Morning glories make up most of the Ipomoea family. Characterized by fast-growing vines, species of this family are both annual and perennial, evergreen and deciduous. Some bloom year-round while others only bloom during the growing season. Those that are perennial overwinter in USDA zones 9 to 11, where the temperature stays above 30 degrees F. Knowledge of how to grow this plant will help you produce a healthy, attractive vine.
Sand over the coat of the seeds to scarify them. Seeds in this family have a tough outer covering that needs weakening. Sand it only so much so that the seed takes on a dull appearance.
Choose an area in full sun with well-drained soil of almost any variety. Ipomoea can withstand poor soils, but does best in moist, well-drained soil of average fertility.

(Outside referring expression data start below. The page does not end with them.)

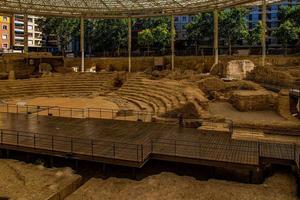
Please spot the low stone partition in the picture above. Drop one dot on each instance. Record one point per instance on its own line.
(182, 62)
(246, 100)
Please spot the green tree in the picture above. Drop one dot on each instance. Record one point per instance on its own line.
(200, 29)
(287, 33)
(162, 37)
(108, 34)
(159, 28)
(64, 29)
(233, 26)
(145, 39)
(254, 36)
(291, 13)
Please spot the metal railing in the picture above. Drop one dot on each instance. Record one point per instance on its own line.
(97, 113)
(71, 146)
(43, 110)
(232, 152)
(131, 115)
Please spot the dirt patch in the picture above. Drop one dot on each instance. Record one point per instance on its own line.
(188, 110)
(168, 186)
(26, 181)
(96, 102)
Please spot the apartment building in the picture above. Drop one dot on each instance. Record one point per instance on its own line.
(17, 29)
(5, 33)
(273, 20)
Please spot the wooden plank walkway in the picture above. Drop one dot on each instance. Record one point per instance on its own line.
(129, 143)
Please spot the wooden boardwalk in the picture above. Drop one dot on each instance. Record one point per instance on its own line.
(131, 143)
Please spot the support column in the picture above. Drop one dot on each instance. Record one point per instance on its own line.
(216, 36)
(264, 30)
(25, 33)
(173, 42)
(82, 43)
(129, 44)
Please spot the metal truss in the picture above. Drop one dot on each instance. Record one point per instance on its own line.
(118, 8)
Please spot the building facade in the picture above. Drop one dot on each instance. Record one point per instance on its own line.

Dig about 6 inches deep into the soil with a spade. Break up clumps and loosen compacted soil, removing any rocks as you see them.
Plant the scarified seeds about 1 inch deep. Some species of morning glory do not do well with transplantation, so your best bet is planting them directly outdoors. Space plants 8 inches apart for smaller species such as Ipomoea convolvulus and up to 60 inches apart for large species such as the Ipomoea pes-caprae.
Water the Ipomoea seeds immediately after planting, keeping them moist until they germinate. This plant family can withstand some drought once established. The seeds should germinate within one or two weeks.
Pull out any weeds that appear, especially while the plants are young. The young plants do better without the competition for water and nutrients that the weeds bring.